Als Seriensieger setzte sich Norbert Henn (DTB 1, Lingener TV) im Feld der Herren 50 zum dritten Mal in Folge die Krone auf. Und im nächsten Jahr will der Amberger wiederkommen. "Die familiäre Atmosphäre macht sehr viel Spaß", sagt er. Das gilt auch für Horst Kampschulte (DTB 18, TC St. Mauritz). Für den 57-Jährigen war das Endspiel der Herren 55 gegen Thomas Emmrich (DTB 4, TC Johannesberg) angesichts der hochsommerlichen Temperaturen am Sonntag eine schweißtreibende Angelegenheit, die in einer 2:6, 1:6-Niederlage endete. "Mein Ziel war, das Finale zu erreichen, deshalb bin ich zufrieden", bekannte Kampschulte.
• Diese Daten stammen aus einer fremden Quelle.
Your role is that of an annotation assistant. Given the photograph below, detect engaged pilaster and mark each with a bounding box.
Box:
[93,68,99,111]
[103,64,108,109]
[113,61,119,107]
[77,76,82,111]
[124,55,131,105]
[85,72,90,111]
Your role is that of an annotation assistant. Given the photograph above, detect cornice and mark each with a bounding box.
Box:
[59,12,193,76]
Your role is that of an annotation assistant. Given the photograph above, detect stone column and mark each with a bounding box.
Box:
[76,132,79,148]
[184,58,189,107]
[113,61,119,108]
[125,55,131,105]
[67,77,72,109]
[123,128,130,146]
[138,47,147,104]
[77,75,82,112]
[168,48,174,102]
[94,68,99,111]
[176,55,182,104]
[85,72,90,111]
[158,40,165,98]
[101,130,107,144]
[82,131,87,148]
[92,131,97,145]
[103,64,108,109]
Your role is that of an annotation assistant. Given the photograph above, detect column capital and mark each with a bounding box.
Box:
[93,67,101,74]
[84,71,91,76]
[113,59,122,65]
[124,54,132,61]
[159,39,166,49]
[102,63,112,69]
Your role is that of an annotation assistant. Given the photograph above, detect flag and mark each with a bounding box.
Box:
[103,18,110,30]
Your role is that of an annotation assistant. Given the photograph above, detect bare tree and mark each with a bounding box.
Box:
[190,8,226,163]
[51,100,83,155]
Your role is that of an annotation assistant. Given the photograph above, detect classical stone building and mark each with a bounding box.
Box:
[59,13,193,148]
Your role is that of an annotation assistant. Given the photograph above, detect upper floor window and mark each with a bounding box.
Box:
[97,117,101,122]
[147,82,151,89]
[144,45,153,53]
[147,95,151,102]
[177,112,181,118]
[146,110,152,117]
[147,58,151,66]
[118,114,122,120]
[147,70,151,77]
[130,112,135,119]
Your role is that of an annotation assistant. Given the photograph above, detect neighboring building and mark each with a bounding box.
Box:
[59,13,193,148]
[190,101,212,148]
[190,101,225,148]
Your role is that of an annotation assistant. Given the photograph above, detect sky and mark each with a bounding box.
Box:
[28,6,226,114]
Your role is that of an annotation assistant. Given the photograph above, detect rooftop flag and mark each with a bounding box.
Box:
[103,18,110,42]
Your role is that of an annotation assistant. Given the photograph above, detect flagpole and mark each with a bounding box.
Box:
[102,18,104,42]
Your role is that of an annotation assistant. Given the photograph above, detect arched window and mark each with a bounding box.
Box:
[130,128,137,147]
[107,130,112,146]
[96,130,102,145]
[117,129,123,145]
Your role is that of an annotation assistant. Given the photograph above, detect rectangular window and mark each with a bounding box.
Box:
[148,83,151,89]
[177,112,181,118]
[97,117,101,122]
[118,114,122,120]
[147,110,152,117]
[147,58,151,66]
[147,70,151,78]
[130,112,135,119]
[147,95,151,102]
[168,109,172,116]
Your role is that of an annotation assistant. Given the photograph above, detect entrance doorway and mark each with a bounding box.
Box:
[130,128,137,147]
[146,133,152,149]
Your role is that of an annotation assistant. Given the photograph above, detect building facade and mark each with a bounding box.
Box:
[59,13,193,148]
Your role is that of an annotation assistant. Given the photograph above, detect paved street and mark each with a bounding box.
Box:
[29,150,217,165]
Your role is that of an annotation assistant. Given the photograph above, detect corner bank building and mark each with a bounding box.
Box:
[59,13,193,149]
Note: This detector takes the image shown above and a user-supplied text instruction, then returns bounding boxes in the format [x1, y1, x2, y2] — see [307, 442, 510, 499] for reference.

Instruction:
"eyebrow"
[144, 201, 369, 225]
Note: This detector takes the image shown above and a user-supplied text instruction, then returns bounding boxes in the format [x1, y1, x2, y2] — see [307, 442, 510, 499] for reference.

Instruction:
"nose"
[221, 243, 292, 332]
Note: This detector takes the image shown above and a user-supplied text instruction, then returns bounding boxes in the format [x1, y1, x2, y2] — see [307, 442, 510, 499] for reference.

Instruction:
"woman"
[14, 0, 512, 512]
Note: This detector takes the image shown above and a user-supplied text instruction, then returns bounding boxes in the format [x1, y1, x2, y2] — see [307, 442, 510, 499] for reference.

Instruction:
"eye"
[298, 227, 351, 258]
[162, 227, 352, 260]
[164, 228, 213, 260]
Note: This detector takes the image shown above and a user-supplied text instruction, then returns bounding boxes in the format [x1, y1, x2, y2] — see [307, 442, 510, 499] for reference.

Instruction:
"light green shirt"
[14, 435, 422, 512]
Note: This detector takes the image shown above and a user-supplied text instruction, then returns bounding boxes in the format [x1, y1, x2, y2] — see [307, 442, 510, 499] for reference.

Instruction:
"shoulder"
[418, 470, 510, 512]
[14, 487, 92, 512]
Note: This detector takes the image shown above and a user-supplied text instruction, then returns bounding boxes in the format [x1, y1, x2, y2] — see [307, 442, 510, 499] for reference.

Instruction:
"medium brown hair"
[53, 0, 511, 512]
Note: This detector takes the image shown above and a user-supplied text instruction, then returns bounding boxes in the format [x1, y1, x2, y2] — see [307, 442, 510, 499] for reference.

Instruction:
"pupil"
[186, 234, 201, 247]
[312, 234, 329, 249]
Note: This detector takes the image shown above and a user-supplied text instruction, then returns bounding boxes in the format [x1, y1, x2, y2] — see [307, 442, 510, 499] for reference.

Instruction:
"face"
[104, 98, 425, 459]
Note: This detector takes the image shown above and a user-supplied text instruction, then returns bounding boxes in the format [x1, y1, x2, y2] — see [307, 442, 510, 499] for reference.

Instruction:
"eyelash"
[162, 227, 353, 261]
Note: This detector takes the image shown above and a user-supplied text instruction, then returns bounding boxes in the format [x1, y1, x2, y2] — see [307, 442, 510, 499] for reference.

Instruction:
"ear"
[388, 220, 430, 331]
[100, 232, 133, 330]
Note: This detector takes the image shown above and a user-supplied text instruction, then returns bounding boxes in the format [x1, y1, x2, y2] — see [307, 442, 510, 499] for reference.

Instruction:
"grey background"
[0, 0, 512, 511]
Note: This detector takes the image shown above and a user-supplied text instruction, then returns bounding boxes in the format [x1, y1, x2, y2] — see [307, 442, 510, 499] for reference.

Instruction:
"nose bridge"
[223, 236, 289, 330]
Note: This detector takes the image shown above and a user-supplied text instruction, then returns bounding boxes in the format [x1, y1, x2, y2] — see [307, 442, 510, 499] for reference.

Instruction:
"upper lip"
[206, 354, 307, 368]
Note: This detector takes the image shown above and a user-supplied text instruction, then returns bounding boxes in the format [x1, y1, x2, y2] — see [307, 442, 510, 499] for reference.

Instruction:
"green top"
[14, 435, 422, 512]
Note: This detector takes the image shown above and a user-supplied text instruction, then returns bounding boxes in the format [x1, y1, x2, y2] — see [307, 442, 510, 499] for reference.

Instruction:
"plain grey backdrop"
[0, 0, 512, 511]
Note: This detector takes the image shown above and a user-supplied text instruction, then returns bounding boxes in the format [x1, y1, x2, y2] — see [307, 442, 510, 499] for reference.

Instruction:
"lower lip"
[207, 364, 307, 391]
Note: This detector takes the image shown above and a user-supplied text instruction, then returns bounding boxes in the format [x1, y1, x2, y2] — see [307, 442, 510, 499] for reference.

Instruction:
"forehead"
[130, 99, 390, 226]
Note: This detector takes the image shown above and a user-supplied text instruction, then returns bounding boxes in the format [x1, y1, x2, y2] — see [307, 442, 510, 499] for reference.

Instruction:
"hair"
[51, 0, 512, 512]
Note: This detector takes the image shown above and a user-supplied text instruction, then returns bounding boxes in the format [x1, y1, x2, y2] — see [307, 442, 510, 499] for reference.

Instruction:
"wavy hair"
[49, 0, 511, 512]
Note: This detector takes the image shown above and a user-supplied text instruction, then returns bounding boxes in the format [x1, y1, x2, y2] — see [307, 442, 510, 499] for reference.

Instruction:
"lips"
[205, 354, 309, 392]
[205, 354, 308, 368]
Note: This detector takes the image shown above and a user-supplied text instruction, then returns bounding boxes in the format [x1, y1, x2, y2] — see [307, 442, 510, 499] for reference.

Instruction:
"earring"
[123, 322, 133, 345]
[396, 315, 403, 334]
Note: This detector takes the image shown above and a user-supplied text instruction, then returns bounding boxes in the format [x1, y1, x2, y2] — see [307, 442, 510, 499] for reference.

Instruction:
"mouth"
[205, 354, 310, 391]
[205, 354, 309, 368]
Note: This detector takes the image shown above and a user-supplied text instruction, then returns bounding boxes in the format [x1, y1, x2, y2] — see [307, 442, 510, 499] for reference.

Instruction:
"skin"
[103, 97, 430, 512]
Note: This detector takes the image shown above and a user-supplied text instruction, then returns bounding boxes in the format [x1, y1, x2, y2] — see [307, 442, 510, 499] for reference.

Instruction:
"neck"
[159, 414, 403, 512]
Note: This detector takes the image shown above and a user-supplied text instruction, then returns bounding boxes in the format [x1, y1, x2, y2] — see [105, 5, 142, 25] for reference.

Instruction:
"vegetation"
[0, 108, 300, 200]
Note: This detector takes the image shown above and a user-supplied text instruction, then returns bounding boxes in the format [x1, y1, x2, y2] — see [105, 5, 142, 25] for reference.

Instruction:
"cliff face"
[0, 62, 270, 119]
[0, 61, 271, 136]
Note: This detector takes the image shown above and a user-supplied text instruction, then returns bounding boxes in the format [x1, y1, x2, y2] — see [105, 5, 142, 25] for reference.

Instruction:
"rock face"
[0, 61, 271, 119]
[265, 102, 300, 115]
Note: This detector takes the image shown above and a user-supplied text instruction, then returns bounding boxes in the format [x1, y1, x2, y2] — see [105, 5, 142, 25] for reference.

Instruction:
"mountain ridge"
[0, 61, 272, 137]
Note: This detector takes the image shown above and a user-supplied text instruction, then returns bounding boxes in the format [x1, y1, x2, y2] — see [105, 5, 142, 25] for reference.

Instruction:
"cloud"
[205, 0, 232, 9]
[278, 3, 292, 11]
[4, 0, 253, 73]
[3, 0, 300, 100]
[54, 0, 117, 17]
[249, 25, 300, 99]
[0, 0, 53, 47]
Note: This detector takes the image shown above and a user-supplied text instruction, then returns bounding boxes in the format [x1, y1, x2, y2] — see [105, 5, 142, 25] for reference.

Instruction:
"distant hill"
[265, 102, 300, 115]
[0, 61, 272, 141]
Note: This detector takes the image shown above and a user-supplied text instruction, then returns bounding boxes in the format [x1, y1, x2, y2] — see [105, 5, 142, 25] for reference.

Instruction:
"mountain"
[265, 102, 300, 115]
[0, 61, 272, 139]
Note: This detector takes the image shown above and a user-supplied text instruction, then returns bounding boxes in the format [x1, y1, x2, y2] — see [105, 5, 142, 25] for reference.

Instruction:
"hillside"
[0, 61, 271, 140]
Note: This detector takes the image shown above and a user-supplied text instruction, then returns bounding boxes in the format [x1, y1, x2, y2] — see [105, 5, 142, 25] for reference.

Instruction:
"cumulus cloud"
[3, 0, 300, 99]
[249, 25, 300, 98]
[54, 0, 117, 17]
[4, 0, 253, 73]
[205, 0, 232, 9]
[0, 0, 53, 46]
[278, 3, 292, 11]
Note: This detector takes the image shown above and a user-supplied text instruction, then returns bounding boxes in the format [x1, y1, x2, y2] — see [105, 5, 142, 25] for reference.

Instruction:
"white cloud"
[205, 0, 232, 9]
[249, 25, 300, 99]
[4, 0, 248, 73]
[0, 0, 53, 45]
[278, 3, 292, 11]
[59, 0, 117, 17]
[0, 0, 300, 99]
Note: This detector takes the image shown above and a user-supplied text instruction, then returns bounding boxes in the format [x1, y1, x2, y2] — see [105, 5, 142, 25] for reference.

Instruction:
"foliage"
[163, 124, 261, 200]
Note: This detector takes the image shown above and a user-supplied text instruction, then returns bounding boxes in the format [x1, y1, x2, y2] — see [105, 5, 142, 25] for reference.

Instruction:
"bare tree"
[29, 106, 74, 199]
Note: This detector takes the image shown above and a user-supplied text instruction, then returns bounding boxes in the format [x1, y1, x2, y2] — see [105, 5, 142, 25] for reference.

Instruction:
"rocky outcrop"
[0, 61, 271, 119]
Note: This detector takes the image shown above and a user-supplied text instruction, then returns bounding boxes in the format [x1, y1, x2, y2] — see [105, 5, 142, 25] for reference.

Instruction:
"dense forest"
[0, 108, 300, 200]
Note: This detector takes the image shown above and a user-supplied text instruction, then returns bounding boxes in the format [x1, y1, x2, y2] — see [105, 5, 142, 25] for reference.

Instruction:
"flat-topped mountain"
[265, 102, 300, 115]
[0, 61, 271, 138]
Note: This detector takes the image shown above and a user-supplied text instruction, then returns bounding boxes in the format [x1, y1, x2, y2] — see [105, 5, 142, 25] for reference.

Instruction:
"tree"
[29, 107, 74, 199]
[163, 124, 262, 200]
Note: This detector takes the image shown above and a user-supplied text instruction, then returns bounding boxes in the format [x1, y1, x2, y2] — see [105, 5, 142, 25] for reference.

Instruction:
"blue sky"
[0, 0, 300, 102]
Emmrich hingegen war platt. "Da bin ich gerade noch einmal von der Pfanne gesprungen", sagte er, als er endlich den Sieg einfuhr. Denn in den letzten beiden Spielen kämpfte der Trainer des TC Stadtwald Hilden plötzlich mit Kreislaufproblemen, gab deshalb seinen eigenen Aufschlag, der bei einer 5:0-Führung im zweiten Satz zum Titel führen sollte, nach fünf vergebenen Matchbällen aus der Hand. "Da wurde ich auch nervös", gestand der vielfache DDR-Meister. Und raffte sich dann noch einmal zu einer Energieleistung auf, um Kampschulte entscheidend zu breaken.